Bei leichten Verlaufsformen ist in vielen Fällen eine rein äußerliche (topische) Behandlung ausreichend. Neben den genannten Wirkstoffen zur Keratolyse kommen entzündungshemmende Wirkstoffe wie Betamethason oder Calcipotriol zum Einsatz. Teerähnliche Wirkstoffe wie Dithranol können die übermäßige Bildung von verhornten Hautzellen reduzieren.

Bei mittelschwerer bis schwerer Ausprägung der Schuppenflechte kann eine sogenannte Phototherapie (griechisch phōs = Licht) durchgeführt werden, um zu Behandlungsbeginn eine schnelle Wirkung zu erzielen. Die Haut der Betroffenen wird dabei mit Licht im Wellenlängenbereich von UV-A- oder UV-B-Strahlung bestrahlt. Die Phototherapie wird auch als Photochemotherapie bezeichnet, wenn sie in Kombination mit Medikamenten angewendet wird. Sie hat eine entzündungshemmende Wirkung und reduziert die übermäßige Neubildung von verhornten Hautzellen, wobei der zugrundeliegende Wirkmechanismus bisher nicht vollständig geklärt ist. Die Phototherapie eignet sich vor allem dann zur Behandlung, wenn die besonders großflächige Hautveränderungen auftreten. Laut aktueller Leitlinie gilt die Behandlung mit UV-B-Licht bei der Phototherapie als Mittel der ersten Wahl.

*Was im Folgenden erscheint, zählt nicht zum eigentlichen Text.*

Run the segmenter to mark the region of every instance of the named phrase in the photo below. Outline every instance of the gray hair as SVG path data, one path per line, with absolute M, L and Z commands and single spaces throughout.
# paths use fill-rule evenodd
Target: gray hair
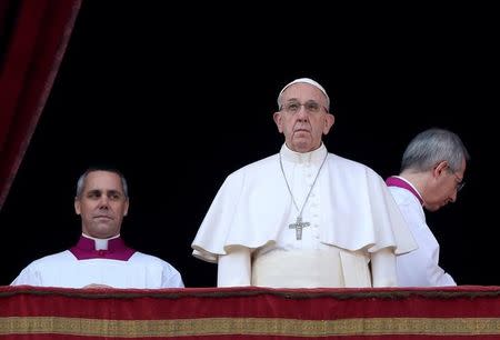
M 290 86 L 294 84 L 294 83 L 299 83 L 299 82 L 304 82 L 304 83 L 309 83 L 311 86 L 313 86 L 314 88 L 317 88 L 318 90 L 320 90 L 324 97 L 327 98 L 327 111 L 330 111 L 330 97 L 328 97 L 327 94 L 327 90 L 324 90 L 324 88 L 316 80 L 312 80 L 311 78 L 299 78 L 296 80 L 290 81 L 289 83 L 287 83 L 280 91 L 280 93 L 278 94 L 278 109 L 281 109 L 281 97 L 283 96 L 284 90 L 287 90 Z
M 431 128 L 417 134 L 402 156 L 401 171 L 427 171 L 441 161 L 448 161 L 452 171 L 469 161 L 470 156 L 460 138 L 444 129 Z
M 123 188 L 123 194 L 124 197 L 128 199 L 129 198 L 129 186 L 127 186 L 127 180 L 124 178 L 124 176 L 118 171 L 117 169 L 113 168 L 99 168 L 99 167 L 94 167 L 94 168 L 89 168 L 86 170 L 86 172 L 83 172 L 79 178 L 78 178 L 78 182 L 77 182 L 77 197 L 79 198 L 82 192 L 83 192 L 83 187 L 86 183 L 86 179 L 87 176 L 89 176 L 90 172 L 94 172 L 94 171 L 108 171 L 108 172 L 113 172 L 116 174 L 118 174 L 120 177 L 121 180 L 121 187 Z

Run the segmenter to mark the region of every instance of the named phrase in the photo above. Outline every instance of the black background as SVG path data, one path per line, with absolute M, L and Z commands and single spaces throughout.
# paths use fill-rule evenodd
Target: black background
M 0 284 L 76 242 L 77 178 L 108 163 L 129 181 L 126 241 L 172 263 L 187 287 L 214 286 L 216 264 L 194 259 L 191 241 L 224 178 L 281 147 L 276 97 L 299 77 L 332 98 L 329 151 L 384 178 L 417 132 L 460 134 L 467 186 L 428 224 L 459 284 L 500 284 L 493 11 L 290 6 L 84 0 L 0 213 Z

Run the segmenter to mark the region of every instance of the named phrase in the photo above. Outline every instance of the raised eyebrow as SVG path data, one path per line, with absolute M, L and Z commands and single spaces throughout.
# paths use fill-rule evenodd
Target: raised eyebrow
M 108 194 L 118 194 L 118 196 L 124 196 L 121 191 L 119 190 L 109 190 Z

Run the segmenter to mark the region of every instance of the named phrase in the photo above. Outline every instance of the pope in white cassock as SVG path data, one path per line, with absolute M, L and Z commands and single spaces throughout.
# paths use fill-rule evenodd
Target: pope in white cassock
M 120 238 L 129 210 L 124 177 L 93 168 L 78 180 L 74 210 L 82 236 L 71 249 L 32 261 L 11 286 L 64 288 L 182 288 L 181 274 L 167 261 L 136 251 Z
M 384 181 L 328 152 L 334 122 L 318 82 L 280 91 L 278 154 L 231 173 L 192 242 L 218 287 L 396 287 L 396 254 L 417 248 Z

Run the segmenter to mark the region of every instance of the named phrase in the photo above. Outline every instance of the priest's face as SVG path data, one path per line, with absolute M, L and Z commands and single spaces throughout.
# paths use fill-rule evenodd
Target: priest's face
M 318 149 L 334 122 L 323 92 L 309 83 L 294 83 L 283 91 L 280 104 L 273 118 L 287 146 L 297 152 Z
M 119 234 L 129 210 L 120 176 L 109 171 L 89 172 L 81 194 L 74 199 L 74 210 L 81 217 L 83 233 L 98 239 Z

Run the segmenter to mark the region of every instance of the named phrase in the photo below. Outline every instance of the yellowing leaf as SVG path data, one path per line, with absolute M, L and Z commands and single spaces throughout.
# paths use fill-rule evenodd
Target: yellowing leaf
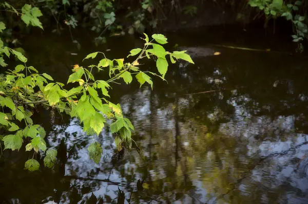
M 25 163 L 25 169 L 28 169 L 30 171 L 38 170 L 40 163 L 36 160 L 33 158 L 28 160 Z

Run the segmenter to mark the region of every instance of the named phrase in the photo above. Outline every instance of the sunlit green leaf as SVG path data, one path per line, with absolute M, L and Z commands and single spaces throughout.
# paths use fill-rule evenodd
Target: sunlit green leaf
M 16 72 L 20 72 L 22 71 L 25 69 L 25 66 L 23 64 L 18 64 L 15 67 L 15 71 Z
M 160 44 L 166 44 L 167 42 L 167 38 L 162 34 L 153 34 L 152 37 Z
M 126 124 L 127 124 L 128 127 L 133 130 L 133 126 L 131 124 L 130 121 L 128 118 L 124 118 L 124 121 L 125 121 L 125 122 L 126 122 Z
M 0 32 L 2 33 L 6 28 L 5 24 L 2 21 L 0 22 Z
M 29 130 L 27 135 L 30 138 L 34 138 L 38 133 L 38 131 L 37 129 L 37 127 L 35 125 L 31 125 L 29 127 Z
M 25 169 L 30 171 L 34 171 L 38 170 L 40 163 L 36 160 L 31 158 L 25 163 Z
M 92 59 L 94 59 L 95 58 L 95 57 L 97 56 L 97 55 L 98 55 L 98 52 L 95 52 L 94 53 L 92 53 L 91 54 L 89 54 L 88 55 L 87 55 L 87 56 L 84 59 L 84 60 L 86 59 L 89 59 L 89 58 L 92 58 Z
M 151 77 L 149 77 L 146 74 L 141 72 L 136 75 L 136 78 L 140 83 L 140 87 L 146 81 L 151 85 L 151 87 L 153 88 L 153 82 L 151 80 Z
M 99 135 L 104 127 L 104 123 L 105 122 L 106 122 L 105 118 L 102 114 L 97 112 L 91 118 L 90 125 L 94 129 L 97 134 Z
M 33 147 L 32 146 L 31 143 L 28 144 L 26 145 L 26 151 L 31 151 L 33 148 Z
M 47 79 L 49 79 L 51 81 L 53 81 L 53 79 L 52 78 L 52 77 L 51 77 L 51 76 L 49 74 L 47 74 L 46 73 L 43 73 L 43 76 L 44 76 L 44 77 Z
M 100 61 L 100 62 L 99 62 L 99 65 L 98 66 L 99 67 L 105 67 L 106 66 L 109 66 L 109 60 L 108 59 L 103 59 L 102 60 L 101 60 L 101 61 Z
M 186 51 L 174 51 L 172 53 L 170 54 L 170 55 L 172 56 L 177 59 L 181 59 L 184 60 L 185 61 L 188 61 L 188 62 L 192 63 L 194 64 L 195 63 L 190 58 L 190 56 L 186 54 Z
M 21 121 L 24 118 L 24 114 L 20 110 L 17 110 L 15 115 L 16 119 L 20 121 Z
M 19 129 L 19 127 L 18 126 L 18 125 L 17 125 L 16 124 L 15 124 L 14 123 L 11 123 L 11 127 L 9 129 L 9 131 L 16 131 L 16 130 L 18 130 L 18 129 Z
M 116 146 L 117 147 L 118 151 L 120 151 L 123 148 L 122 146 L 122 142 L 121 138 L 117 136 L 116 138 L 114 138 L 114 143 L 116 143 Z
M 125 83 L 128 84 L 132 81 L 132 77 L 129 72 L 126 71 L 121 75 L 121 77 L 123 78 Z
M 144 36 L 145 36 L 145 38 L 144 38 L 144 40 L 145 40 L 145 42 L 149 42 L 149 37 L 147 34 L 145 33 L 143 33 Z
M 135 56 L 136 55 L 138 55 L 142 51 L 142 49 L 141 49 L 140 48 L 136 48 L 135 49 L 132 49 L 129 52 L 130 54 L 127 56 L 127 57 L 129 57 L 130 56 Z
M 17 134 L 6 135 L 3 140 L 4 142 L 4 149 L 11 149 L 12 150 L 19 150 L 23 141 L 23 138 Z
M 156 66 L 159 73 L 162 75 L 163 78 L 164 78 L 168 70 L 168 62 L 166 59 L 159 57 L 156 61 Z
M 56 92 L 52 92 L 48 96 L 48 102 L 49 105 L 55 105 L 60 101 L 60 97 Z
M 40 136 L 42 138 L 45 138 L 46 135 L 46 132 L 45 132 L 45 129 L 42 126 L 38 128 L 38 134 L 40 134 Z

Häufig wird auch eine sogenannte PUVA-Therapie durchgeführt. PUVA steht dabei für “Psoralen plus UV-A”. Es handelt sich dabei um eine Behandlung, bei der Betroffene äußerlich oder innerlich mit Wirkstoffen wie Psoralen vorbehandelt werden, die die Haut lichtempfindlicher machen und die Wirkung der anschließenden Bestrahlung mit UV-A-Licht verstärken. Kann ein Betroffener mit einer äußerlichen Behandlung oder Phototherapie nicht ausreichend behandelt werden oder sind die Gelenke von der Psoriasis betroffen (Psoriasis-Arthritis), kommen stärker wirksame Medikamente zum Einsatz. Zu diesen zählen Vitamin A-ähnliche Substanzen (Retinoide), Fumarsäure und Wirkstoffe, die das Immunsystem hemmen (Immunsuppressiva) wie Methotrexat und Ciclosporin A.

Tritt auch bei diesen Wirkstoffen keine ausreichende Wirksamkeit ein, können Betroffene mit sogenannten Biologika (Einzahl: Biologikum) als Reservemittel behandelt werden. Diese greifen hemmend in die Signalwege von Immun- und Entzündungsreaktion ein. In Deutschland sind die Biologika Infliximab und Adalimumab zur Behandlung der Schuppenflechte zugelassen.